THE RELATIONSHIP BETWEEN HEALTH FINANCING MECHANISM AND MORTALITY RATE IN SANTA MARIA PEKANBARU HOSPITAL
Keywords:GDR, health financing mechanism, NDR, out of pocket
Background: The main challenge of the health financing mechanism in Indonesia is the allocation of health spending which is still dominated by the private sector, whereas the largest proportion comes from out of pocket payments. The system are a significant barrier in accessing health services. Many individuals with chronis diseases postpone the search for medical services because of high health care cost. The consequences of the delay is the loss of opportunities to overcome chronic illness. This research was aimed to analyze the relationship between health financing mechanism and mortality rate (GDR and NDR) in Santa Maria Pekanbaru Hospital.
Methods: This cross-sectional study involves GDR and NDR of patients using out of pocket payment and those using health insurance in the year between 2014 - 2017. Data analysis was performed by independent samples t-Test (significance level p < 0,05).
Result:The result of independent samples t-test analysis indicated that there was a significant difference between GDR and NDR of patients using out of pocket payment and health insurance patients (p < 0,05). GDR score of patients using out of pocket payment was 9.58 times higher than health insurance patients. The NDR score of patients with out of pocket payment 6.79 times higher than health insurance patients.

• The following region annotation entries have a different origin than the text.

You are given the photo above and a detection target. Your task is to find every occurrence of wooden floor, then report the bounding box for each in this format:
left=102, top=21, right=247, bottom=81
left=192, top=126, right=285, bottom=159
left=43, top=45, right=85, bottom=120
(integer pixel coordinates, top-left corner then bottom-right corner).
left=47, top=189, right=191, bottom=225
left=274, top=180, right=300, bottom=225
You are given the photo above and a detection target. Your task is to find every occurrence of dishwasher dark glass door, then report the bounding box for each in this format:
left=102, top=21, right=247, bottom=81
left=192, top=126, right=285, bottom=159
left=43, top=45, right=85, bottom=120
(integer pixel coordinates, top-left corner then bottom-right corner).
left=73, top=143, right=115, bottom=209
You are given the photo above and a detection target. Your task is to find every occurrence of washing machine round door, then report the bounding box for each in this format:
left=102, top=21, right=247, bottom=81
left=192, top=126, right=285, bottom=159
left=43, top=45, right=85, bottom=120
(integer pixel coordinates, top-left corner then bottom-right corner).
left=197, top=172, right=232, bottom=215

Conclusion: The health service outcome in patients with out of pocket payment is lower than health insurance patients. The out of pocket payment financing mechanism is one of the major problems in the transition to Universal Health Covered. It is recommended that our government must increase the health budget which is at least in accordance with the rule of law and improve the allocation of public sector health funds at least 2/3 of the total health budget to reduce the proportion of out of pocket to total health expenditure. Health care providers should do efficiency in all areas to reduce the cost of health services. Patient who do not have health insurance will have to rearrenge the allocation of their household expense to pay premium insurance and implement the healthy life habits.